What a better day to reflect on the Constitution and to assess what different groups in society have learnt on the precious document than on Constitution Day itself, a year after June 18 was officially declared by government as the day to celebrate our Constitution .
A symposium bringing together intergeneration groups in society was organised by the national celebrations committee in collaboration with the judiciary at the Palais de Justice.
Vice-President Faure, who is also the chairperson of the committee, Chief Justice Mathilda Twomey, the president of the Court of Appeal Justice Francis MacGregor, judges, lawyers, Attorney General Ronny Govinden, secondary school students, university law students, teachers, senior citizens, among other guests attended the intergeneration discussions.
The discussions followed different presentations on the Constitution 23 years after it was adopted as the Constitution of the Third Republic.
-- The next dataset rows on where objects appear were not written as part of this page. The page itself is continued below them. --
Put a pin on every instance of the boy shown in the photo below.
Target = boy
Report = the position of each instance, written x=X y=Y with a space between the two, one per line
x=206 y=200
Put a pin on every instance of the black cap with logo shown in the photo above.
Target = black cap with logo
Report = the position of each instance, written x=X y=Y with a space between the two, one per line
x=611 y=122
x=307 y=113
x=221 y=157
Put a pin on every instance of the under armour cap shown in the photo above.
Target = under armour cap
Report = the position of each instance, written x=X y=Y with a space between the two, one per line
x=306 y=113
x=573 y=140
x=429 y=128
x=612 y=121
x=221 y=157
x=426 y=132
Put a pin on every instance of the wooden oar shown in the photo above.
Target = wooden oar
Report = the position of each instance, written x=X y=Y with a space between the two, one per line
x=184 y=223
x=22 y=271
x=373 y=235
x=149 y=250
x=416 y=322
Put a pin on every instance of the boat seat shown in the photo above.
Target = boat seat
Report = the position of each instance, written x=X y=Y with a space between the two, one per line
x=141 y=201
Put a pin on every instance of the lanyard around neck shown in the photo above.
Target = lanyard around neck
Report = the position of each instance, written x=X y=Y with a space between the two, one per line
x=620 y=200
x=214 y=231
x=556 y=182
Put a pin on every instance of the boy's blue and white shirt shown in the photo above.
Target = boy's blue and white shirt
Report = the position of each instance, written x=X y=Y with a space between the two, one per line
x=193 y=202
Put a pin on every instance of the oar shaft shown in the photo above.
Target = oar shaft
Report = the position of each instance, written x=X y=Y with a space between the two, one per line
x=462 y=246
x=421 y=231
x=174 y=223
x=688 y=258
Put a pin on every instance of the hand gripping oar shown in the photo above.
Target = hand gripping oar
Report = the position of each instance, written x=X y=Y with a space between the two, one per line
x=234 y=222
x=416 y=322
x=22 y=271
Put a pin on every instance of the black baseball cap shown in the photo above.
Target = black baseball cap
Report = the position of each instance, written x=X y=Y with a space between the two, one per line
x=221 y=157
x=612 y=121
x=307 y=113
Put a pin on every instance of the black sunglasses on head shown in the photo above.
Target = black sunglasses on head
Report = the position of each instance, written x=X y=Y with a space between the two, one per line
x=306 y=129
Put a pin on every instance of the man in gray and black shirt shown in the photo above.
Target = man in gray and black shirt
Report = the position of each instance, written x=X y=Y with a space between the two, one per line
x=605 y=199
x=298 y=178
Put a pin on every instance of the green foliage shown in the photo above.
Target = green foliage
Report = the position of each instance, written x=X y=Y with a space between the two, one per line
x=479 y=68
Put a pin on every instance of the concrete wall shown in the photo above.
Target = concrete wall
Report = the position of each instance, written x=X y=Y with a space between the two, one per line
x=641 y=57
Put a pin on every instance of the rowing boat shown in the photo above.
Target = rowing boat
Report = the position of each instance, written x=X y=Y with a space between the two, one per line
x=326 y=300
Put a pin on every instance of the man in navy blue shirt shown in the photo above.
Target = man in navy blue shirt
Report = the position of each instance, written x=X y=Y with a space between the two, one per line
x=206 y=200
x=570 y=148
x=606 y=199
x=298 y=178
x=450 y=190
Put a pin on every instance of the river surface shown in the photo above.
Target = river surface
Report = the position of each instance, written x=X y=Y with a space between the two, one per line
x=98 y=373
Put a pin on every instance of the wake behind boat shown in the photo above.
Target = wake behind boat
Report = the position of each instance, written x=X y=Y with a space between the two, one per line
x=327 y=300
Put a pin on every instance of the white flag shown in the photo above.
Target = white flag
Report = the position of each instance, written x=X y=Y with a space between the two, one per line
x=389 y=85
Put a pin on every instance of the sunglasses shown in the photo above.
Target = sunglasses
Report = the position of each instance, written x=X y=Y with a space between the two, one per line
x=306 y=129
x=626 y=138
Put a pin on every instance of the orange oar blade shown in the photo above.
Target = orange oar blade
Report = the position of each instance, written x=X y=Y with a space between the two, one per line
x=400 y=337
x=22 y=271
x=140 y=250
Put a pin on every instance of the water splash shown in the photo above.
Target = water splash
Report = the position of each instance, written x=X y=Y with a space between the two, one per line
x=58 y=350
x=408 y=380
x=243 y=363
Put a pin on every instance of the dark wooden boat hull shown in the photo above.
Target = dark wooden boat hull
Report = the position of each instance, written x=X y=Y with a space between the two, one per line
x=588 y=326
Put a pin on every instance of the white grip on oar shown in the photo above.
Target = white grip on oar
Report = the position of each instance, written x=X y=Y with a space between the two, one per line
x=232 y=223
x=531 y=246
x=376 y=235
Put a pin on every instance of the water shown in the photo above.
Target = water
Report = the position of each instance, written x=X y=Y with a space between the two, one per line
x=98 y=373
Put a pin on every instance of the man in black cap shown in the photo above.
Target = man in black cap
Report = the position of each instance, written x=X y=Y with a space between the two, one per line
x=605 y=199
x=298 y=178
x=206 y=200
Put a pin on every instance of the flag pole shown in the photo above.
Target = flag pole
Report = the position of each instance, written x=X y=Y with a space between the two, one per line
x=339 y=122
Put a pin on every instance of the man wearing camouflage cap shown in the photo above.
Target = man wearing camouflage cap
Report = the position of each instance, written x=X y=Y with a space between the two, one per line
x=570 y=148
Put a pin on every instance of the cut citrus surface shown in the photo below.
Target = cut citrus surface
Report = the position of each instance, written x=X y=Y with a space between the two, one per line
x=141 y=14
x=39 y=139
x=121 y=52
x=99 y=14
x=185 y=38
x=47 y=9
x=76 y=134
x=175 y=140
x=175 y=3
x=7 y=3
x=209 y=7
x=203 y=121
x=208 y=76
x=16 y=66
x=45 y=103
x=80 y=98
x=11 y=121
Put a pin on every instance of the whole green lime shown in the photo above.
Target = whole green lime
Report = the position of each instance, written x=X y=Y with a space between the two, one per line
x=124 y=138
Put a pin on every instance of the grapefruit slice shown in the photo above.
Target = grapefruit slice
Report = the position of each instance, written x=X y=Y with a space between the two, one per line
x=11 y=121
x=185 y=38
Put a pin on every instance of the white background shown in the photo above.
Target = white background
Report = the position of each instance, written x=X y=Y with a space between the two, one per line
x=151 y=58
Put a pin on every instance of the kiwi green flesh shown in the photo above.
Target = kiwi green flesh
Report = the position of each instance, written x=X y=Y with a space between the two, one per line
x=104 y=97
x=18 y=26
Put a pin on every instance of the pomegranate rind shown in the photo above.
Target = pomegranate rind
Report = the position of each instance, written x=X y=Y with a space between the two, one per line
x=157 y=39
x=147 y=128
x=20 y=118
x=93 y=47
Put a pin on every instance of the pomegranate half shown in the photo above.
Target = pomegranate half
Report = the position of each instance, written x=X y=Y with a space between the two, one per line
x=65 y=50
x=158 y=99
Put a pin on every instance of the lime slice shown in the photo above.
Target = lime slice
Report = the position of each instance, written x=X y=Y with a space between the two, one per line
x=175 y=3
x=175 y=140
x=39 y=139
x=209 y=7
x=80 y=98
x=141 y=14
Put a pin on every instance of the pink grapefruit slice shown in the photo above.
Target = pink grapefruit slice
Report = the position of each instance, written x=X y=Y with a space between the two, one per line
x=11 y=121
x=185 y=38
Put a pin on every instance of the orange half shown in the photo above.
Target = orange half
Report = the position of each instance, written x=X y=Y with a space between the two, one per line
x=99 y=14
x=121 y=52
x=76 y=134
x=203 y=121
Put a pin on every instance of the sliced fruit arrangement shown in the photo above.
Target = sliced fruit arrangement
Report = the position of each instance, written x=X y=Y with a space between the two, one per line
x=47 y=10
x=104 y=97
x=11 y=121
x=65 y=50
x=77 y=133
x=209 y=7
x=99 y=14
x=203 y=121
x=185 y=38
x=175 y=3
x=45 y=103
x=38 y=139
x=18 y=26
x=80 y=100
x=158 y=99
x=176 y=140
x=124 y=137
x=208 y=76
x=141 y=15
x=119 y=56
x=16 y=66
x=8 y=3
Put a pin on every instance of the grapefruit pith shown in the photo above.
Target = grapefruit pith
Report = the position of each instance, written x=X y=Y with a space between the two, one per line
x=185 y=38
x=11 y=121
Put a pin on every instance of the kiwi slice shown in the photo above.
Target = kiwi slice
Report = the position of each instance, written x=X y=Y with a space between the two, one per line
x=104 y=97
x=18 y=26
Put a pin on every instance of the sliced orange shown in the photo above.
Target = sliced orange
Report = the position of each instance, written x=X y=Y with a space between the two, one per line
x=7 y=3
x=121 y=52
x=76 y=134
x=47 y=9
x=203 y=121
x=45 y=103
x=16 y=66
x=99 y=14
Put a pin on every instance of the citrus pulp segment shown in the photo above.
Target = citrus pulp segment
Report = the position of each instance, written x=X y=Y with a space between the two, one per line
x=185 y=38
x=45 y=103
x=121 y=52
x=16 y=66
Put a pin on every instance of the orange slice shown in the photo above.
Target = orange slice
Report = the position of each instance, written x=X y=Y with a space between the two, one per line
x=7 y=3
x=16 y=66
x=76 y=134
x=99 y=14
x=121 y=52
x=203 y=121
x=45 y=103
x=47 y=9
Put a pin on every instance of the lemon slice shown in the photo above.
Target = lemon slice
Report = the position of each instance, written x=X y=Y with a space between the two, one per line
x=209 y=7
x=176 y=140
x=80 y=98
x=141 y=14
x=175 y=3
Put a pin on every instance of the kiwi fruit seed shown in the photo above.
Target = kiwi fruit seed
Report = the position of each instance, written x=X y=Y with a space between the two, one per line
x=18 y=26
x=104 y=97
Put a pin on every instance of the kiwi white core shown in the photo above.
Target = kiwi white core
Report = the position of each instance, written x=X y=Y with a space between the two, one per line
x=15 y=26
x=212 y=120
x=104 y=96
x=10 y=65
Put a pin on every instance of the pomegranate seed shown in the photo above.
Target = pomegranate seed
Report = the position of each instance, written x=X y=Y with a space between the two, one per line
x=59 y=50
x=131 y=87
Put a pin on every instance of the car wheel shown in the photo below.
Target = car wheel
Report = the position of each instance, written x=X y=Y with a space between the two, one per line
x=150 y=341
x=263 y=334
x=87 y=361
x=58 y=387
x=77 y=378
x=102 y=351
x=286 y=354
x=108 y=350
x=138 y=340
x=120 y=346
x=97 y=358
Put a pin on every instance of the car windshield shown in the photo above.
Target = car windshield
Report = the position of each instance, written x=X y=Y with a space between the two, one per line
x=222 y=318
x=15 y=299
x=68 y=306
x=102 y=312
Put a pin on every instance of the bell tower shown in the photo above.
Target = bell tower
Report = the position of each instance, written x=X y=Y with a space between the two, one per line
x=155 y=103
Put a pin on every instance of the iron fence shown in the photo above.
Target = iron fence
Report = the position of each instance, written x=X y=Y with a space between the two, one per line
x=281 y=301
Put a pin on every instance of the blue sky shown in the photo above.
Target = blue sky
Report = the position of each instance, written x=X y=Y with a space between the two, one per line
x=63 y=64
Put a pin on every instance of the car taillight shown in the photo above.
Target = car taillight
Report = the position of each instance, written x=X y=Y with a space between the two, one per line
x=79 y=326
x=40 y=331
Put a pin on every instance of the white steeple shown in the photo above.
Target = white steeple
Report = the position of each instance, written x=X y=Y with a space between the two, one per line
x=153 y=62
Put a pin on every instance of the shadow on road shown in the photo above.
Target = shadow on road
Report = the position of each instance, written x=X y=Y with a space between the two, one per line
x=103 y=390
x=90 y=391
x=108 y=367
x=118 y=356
The different topics discussed ranged from:
• An account of what has happened since last year when activities were organised for the first Constitution Day in Seychelles;
• An update on the recent school debates on different provisions of the Constitution;
• A survey of statistics of Constitutional Court cases since the Third Republic. Can that survey be one indicator or measure of evaluating the performance of the Judiciary in constitutional cases in the past 22 years? Can it show the trends, can we learn from it?
• The Mauritian experience of the Constitution since independence.
Initiated by Justice MacGregor, the seminar was aimed at promoting reflection on the significance of the Constitution.
Lawyer Bernard Georges said this year’s symposium followed the success of the first one organised last year.
“The aim is to bring people closer to their Constitution, to educate them and to ensure they get deeper into it each year,” Mr George said.
A secondary student considering to study law welcomed such forums but she said similar discussions as well as media programmes should be organised during the year around different provisions of the Constitution which many ordinary citizens are not aware of.
“The schools are doing their part, the Judiciary adds its contribution but I feel more should be done at district level where the masses are,” she said.
There were numerous questions and clarifications from the floor no doubt a sign that the event is indeed becoming popular each year.
Following the symposium, discussions continued in a less formal manner around the same topic during a reception and exhibition in the lobby of Palais de Justice where seasoned members of the judiciary mingled and shared their experience with guests.